J’ai une crainte toutefois, c’est que la pseudo-défense de nos libertés ne soit prise en otage par les mouvements complotistes qui fleurissent et répandent leur fiel à travers les réseaux sociaux. En effet, les récents événements nous ont mis la réalité en face des trous ; les déchaînements virtuels trouvent bien un écho dans la vie réelle. Si cette vérité n’est pas nouvelle, les mouvements terroristes utilisant ce moyen depuis bientôt plusieurs décennies, l’attaque du Capitole nous a montré que dorénavant, nous pouvions tous devenir nos propres ennemis.


Réfléchir de manière constructive nous impose de ne pas céder à la tentation de n’être que binaire ; tout n’est pas que très bien ou très mal.
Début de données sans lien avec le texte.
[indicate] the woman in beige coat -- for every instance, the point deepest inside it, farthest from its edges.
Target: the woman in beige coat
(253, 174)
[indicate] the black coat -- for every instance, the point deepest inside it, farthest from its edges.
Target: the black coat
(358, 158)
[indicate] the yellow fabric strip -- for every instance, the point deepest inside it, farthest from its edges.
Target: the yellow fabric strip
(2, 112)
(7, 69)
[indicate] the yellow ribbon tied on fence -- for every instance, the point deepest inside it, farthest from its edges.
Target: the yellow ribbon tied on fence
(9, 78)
Nuancer demande certainement un effort intellectuel et de la bienveillance face à la contradiction, mais notre avenir ne mérite-t-il pas au moins cela ?


Le temps du débat sur les caméras de vidéosurveillance est très largement dépassé. Aujourd’hui, WhatsApp, sous l’impulsion d’Apple nous incite à accepter formellement que nos données personnelles soient transférées à un ou des réseaux sociaux affiliés. Demain, les suites de la pandémie nous imposeront encore d’autres restrictions à n’en pas douter.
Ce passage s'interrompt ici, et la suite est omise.